Local task force assigned to Ameren, Westinghouse nuclear project

(courtesy Ameren)

Governor Jay Nixon (D) has announced the formation of a task force to help Missouri land a federal grant to build small modular nuclear reactors, or SMR’s.

The task force is made up of officials from counties adjacent to Ameren Missouri’s Callaway County nuclear plant, which would build the reactors in a joint project with Westinghouse.  Nixon says it’s important to have input from local-level officials.

“Workforce issues, business issues, roads, bridges, whatever," Nixon said.  "Having these folks in at the ground level will mean that, if this grant comes our way, we will be seamless in the execution of it from the bottom to the top.”

Nixon also told reporters that the selection process appears to be moving quicker than expected.

“I can’t speak (for) the decision makers," Nixon said.  "Certainly I’ve been speaking to them, but I do think that the original time frame...it’s our sense that it’s moving to a quicker conclusion.” 

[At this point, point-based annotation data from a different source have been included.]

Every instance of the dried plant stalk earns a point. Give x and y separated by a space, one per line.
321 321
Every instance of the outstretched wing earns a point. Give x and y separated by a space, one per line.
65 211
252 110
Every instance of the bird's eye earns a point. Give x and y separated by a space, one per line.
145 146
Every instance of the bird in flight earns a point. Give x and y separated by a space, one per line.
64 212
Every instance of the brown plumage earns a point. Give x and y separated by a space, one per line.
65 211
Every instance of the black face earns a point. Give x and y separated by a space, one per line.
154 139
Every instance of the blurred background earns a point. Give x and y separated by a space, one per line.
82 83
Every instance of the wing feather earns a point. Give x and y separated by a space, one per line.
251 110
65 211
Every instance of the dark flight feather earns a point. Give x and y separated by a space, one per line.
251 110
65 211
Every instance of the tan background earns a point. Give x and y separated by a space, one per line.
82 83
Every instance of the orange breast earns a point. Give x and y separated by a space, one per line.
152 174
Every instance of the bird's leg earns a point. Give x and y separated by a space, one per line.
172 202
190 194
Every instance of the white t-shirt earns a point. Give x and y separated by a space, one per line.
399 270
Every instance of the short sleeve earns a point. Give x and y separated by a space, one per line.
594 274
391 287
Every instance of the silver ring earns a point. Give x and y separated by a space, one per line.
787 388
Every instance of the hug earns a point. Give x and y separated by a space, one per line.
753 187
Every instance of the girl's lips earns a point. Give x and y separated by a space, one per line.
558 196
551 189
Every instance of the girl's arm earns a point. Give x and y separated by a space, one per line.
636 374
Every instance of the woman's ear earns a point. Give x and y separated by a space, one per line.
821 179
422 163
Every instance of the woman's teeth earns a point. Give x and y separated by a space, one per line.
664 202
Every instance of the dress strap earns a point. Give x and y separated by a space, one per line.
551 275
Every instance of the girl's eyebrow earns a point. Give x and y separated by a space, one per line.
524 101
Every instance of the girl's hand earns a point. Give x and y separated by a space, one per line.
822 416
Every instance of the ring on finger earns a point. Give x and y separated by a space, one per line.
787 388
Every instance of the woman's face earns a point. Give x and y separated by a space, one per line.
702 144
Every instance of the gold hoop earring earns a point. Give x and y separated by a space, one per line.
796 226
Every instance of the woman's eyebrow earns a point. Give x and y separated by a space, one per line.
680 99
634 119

The task force will be led by Boone County Presiding Commissioner Dan Atwill, and will also include presiding commissioners:

  • Gary Jungerman, of Callaway County;
  • Marc Ellinger of Cole County;
  • Dave Dudenhoeffer, of Osage County; and
  • Randy Verkamp, of Phelps County.

“Dan and his group will ensure that, in addition to the strong statewide support we’ve built for this project, there is also a seamless and engaged presence at the local level,” Nixon said.
The governor touts the plan as "a new global industry" that would also benefit the state's power supply.  He joined more than 20 statewide business leaders, utility executives and fellow politicians Monday afternoon at an economic development summit on the University of Missouri's Columbia campus.  Westinghouse Electric Company and Ameren Missouri are competing for a share of the $452 million the federal Department of Energy has set aside for the new technology.  The companies want to build and operate up to five smaller reactors in Missouri while also building portable reactors that could be shipped overseas or elsewhere in the United States.